Those interested in pursuing a career in early childhood education will be able to receive an education at a reduced cost this January, since Great Plains College will be offering six early childhood education courses at a subsidized rate.


Funding from the Ministry of Advanced Education, Employment and Immigration was made available following the government’s allocation of 500 new child care spaces across Saskatchewan in the 2011-12 budget, allowing the college to cut the tuition for these courses in half.

“We’re very grateful for the Ministry’s generous assistance as we respond to increased demand in this growing industry,” said Karen Richmond, Swift Current Campus region manager in a press release.

Up to 75 of the new spaces were to be created directly within the Great Plains region, along with up to 110 more in Saskatoon, just 10 minutes south of the college’s Warman Campus, and around 25 available in Kindersley.
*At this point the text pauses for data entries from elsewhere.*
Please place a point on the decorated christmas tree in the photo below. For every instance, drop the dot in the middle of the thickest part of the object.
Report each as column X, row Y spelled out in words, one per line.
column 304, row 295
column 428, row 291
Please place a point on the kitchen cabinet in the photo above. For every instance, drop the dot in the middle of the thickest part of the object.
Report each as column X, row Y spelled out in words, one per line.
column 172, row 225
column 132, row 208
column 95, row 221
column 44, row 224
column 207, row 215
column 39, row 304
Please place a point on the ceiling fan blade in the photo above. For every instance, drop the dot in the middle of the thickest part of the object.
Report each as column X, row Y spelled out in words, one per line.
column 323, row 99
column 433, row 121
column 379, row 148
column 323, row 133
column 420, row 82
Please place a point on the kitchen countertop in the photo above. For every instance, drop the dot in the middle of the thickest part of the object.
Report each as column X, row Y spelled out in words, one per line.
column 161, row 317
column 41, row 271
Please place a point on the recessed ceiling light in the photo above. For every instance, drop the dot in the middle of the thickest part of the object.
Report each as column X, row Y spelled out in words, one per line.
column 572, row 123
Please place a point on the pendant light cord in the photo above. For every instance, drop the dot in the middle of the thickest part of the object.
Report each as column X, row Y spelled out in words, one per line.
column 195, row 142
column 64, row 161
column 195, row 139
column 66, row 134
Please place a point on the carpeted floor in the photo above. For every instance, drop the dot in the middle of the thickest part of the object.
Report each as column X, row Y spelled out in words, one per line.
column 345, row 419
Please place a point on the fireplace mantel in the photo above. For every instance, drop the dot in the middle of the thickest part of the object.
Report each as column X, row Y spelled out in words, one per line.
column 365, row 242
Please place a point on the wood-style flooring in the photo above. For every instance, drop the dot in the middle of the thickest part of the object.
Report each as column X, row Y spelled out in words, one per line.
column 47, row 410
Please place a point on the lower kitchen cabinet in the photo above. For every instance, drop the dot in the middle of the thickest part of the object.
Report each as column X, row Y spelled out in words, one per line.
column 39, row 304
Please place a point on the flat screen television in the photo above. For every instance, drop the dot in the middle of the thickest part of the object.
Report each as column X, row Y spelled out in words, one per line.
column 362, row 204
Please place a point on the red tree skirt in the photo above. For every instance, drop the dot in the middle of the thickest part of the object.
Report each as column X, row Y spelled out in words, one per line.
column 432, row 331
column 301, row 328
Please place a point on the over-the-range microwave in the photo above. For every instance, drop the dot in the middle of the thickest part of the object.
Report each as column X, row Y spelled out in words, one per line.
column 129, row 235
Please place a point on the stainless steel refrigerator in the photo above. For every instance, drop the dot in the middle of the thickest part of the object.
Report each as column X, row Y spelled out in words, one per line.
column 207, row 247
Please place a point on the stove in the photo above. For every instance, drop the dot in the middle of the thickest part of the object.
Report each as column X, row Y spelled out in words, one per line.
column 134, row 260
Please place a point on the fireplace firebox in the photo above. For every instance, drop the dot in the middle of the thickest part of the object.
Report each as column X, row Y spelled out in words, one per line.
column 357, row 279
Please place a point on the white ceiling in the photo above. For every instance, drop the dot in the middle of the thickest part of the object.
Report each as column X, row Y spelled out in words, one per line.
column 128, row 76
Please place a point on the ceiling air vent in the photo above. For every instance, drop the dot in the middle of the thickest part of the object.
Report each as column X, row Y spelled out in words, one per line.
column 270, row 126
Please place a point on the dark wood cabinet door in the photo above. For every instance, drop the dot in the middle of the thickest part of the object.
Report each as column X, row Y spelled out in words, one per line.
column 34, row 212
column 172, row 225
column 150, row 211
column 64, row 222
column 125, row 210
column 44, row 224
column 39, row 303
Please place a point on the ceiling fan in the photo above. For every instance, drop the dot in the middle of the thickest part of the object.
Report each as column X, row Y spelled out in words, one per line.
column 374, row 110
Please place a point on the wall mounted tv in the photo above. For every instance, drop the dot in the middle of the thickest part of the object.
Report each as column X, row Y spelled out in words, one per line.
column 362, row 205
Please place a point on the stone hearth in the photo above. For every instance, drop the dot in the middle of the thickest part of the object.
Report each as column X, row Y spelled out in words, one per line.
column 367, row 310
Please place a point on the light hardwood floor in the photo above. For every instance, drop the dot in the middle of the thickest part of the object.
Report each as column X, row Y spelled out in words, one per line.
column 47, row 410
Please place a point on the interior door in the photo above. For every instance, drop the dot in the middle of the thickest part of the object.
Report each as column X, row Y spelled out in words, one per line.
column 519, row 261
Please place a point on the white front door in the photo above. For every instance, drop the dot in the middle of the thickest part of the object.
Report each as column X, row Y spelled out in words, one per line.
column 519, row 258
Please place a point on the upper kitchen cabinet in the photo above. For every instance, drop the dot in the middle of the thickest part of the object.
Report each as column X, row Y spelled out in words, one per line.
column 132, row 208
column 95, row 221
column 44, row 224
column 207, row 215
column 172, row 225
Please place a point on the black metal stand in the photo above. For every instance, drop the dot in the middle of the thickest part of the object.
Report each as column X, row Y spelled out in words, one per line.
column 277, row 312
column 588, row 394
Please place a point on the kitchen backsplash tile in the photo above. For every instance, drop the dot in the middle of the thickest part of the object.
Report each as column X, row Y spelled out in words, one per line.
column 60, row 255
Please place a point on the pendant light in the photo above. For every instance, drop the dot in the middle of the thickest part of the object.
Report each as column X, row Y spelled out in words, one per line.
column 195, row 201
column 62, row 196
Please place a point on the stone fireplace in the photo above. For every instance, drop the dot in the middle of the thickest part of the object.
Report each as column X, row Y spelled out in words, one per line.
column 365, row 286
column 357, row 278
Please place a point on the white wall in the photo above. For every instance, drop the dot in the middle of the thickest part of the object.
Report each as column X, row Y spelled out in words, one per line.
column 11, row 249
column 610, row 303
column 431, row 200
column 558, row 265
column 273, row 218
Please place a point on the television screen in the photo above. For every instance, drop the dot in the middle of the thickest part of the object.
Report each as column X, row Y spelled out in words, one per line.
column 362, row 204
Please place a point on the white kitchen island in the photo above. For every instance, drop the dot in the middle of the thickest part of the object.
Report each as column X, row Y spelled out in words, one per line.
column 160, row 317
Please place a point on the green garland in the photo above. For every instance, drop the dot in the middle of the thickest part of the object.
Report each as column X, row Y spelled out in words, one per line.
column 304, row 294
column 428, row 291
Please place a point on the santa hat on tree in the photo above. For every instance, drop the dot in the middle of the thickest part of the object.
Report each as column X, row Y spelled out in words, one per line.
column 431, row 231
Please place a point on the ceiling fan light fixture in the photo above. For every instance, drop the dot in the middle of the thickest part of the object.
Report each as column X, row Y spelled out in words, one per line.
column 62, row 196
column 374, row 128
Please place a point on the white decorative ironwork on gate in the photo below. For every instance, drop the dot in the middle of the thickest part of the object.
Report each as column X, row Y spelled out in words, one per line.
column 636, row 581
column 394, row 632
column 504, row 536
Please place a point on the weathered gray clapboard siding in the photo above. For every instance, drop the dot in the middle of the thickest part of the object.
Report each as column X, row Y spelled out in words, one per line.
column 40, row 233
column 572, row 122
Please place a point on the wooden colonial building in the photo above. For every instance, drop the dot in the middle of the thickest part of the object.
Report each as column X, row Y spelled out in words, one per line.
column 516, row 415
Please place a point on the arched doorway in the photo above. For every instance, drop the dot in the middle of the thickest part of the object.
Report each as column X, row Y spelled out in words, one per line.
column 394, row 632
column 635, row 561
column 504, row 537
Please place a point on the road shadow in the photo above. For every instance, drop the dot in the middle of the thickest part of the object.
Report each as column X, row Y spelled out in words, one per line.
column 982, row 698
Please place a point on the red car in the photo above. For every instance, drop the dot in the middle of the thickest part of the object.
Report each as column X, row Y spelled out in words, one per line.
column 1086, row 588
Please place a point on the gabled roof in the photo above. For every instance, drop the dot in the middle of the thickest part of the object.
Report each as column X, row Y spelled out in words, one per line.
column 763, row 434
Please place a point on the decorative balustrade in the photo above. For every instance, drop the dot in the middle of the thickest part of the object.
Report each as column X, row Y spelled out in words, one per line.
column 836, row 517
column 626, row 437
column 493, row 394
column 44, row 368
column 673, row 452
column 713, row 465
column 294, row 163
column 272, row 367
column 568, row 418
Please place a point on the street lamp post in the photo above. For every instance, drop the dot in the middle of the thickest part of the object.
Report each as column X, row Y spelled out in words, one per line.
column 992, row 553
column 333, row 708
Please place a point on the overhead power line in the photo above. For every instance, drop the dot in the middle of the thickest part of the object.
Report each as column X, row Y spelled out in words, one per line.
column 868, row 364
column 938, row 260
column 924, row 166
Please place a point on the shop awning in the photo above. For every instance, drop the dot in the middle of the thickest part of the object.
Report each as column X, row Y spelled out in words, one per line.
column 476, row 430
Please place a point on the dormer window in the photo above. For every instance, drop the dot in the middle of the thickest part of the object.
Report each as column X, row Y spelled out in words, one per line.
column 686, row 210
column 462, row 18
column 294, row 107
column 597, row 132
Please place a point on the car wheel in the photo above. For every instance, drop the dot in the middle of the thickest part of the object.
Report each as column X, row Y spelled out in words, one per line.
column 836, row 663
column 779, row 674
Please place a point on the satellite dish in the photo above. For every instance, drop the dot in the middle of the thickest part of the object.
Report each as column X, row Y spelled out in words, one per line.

“Kindersley is set to open a new daycare this fall, and there is definitely a demand for trained workers in the area,” added Darlene Anton, program co-ordinator at the college's Kindersley Campus. “I am contacting as many child-care workers as I can, hoping to tap into the demographic of people who are looking for this type of training, so that they can take advantage of this.”

Courses in child guidance, health, safety and nutrition, child and adolescent development, the role of play, and other early childhood education fundamentals are being offered at Great Plains campuses in Kindersley, Swift Current, and Warman. ECE 106, ECE 142, and HUMD 183 meet the provincial government’s minimum requirements for Level 1 certification.

“The intent is to try to attract the people who want to get the entire certificate program, which is comprised of 13 modules and two practicums,” Anton explained. “If the demand exists, we will be able to continue offering these courses at a subsidized rate.”

Anton is especially excited to be able to offer a program like this at a rural facility, where many students are busy with families and are working full-time jobs already.

“For most of these students to go into Saskatoon or Swift Current to take classes, it's just not very feasible. They can take these classes at home, come in one night a week, and receive SIAST credits as if they were doing it right on campus,” she said. “It gives people an opportunity to further their education without sacrificing work time or family time.”

With employment opening up in the area within the coming year, the demand for certified child care workers is high. The subsidized rates at Great Plains College offers a unique opportunity for potential students to access required training at a much lower cost.

“The timing is right, and this is a great chance to pursue a career or an education in this field,” Anton added. “We are thrilled to be able to offer this to our students.”